La situación actual de la que partimos no nos es desconocida. Siempre, de una u otra forma, ha sido así. Pero, como no nos cansamos de repetir, nuestra motivación nace del mismo Espíritu que nos consagró hijos de Dios, que lo somos, y no la suficiencia de recursos o la factibilidad de ciertos objetivos premeditados. Es Cristo quien nos urge y en Él cada uno de nuestros hermanos por los que tendremos que rendir cuentas ante el Altísimo.

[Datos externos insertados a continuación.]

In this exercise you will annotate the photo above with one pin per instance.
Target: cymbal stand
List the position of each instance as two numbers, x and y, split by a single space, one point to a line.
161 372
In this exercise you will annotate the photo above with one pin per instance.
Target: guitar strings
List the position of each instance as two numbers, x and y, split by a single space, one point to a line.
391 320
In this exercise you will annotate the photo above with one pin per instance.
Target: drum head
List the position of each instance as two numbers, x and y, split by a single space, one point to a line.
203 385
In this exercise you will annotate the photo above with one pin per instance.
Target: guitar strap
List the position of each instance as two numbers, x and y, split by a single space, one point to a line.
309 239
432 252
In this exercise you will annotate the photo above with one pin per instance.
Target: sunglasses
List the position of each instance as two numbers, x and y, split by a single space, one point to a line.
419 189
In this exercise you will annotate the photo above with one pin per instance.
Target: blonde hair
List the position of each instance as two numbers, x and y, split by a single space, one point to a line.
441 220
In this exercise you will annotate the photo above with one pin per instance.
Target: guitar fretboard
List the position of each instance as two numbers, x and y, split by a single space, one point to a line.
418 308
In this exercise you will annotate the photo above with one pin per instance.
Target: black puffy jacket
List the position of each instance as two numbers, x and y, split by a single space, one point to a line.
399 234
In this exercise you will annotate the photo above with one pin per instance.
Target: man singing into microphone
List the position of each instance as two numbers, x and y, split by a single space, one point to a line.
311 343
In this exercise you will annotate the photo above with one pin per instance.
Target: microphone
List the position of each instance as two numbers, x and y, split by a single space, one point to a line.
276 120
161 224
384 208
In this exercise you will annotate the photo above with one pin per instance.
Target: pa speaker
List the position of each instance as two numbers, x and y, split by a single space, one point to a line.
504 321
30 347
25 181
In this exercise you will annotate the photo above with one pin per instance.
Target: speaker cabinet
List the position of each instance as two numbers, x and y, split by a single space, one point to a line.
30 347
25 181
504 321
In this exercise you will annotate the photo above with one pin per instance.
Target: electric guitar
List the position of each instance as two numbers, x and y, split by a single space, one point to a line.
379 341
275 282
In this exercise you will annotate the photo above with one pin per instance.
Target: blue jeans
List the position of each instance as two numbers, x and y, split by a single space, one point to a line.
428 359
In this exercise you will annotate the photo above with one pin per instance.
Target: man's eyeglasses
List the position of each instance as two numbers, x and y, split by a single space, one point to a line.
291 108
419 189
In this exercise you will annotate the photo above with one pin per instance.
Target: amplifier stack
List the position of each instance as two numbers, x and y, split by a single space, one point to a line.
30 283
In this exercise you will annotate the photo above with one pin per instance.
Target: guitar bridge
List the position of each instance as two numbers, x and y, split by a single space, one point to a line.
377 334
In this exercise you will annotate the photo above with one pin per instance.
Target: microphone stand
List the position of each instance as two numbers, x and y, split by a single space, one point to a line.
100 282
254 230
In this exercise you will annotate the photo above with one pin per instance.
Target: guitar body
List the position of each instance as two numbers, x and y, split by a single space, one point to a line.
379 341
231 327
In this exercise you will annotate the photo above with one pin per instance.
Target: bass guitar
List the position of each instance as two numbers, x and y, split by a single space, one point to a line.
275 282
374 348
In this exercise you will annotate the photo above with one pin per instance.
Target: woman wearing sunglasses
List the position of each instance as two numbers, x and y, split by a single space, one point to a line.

Y esta situación de la que partimos es, una vez más, la misma que en tantos otros tiempos. El cuadro de dolor y miseria se presenta hoy de forma más oscura, miserable y trágica, frente al genocidio abortivo, la disolución de la familia, la decepción política, la inmoralidad inyecta en los más jóvenes e inocentes, la miseria de tantos hogares, el desempleo estructural, la acumulación de riquezas por parte de unos pocos, la muerte de nuestra cultura e historia, y ante tantos males que el relativismo materialista y hedonista,fruto de un modernismo radical, ha inoculado en nuestras sociedades de tradición, fe y cultura cristianas.

Debemos, así pues, hacer nuestra aquella declaración colectiva del episcopado español de 15 de Diciembre de 1917; hoy en 2015, asumida y hecha voz en el laicado de Unión Católica:

“Ante tal cuadro de dolor y de miseria, ¿no apena y contrista el ánimo ver miles de católicos cruzados de brazos, creyendo haber cumplido ante Dios y ante su conciencia porque no violan ciertos deberes individuales, pero dejando en completo abandono sus deberes sociales? A estos católicos va en el día de hoy dirigida nuestra voz, y en ella queremos poner todos los lamentos de los que sufren, todo el cariño de nuestra solicitud paternal por tantas familias que padecen graves privaciones en su vida material y que sienten entenebrecerse el cielo de su alma por propagandas disolventes, que les prometen un cielo aquí en la tierra. Y nuestra voz se levanta para decirles: sabed que, como hijos de un mismo padre que esta en los cielos, los hombres somos hermanos, y este lazo de fraternidad impone la ley del amor mutuo, que debe buscar el bien del prójimo, la mayor cantidad de bien y el remedio de toda necesidad, con tanto esfuerzo y sacrificio como la necesidad demande y nuestro poder consienta”.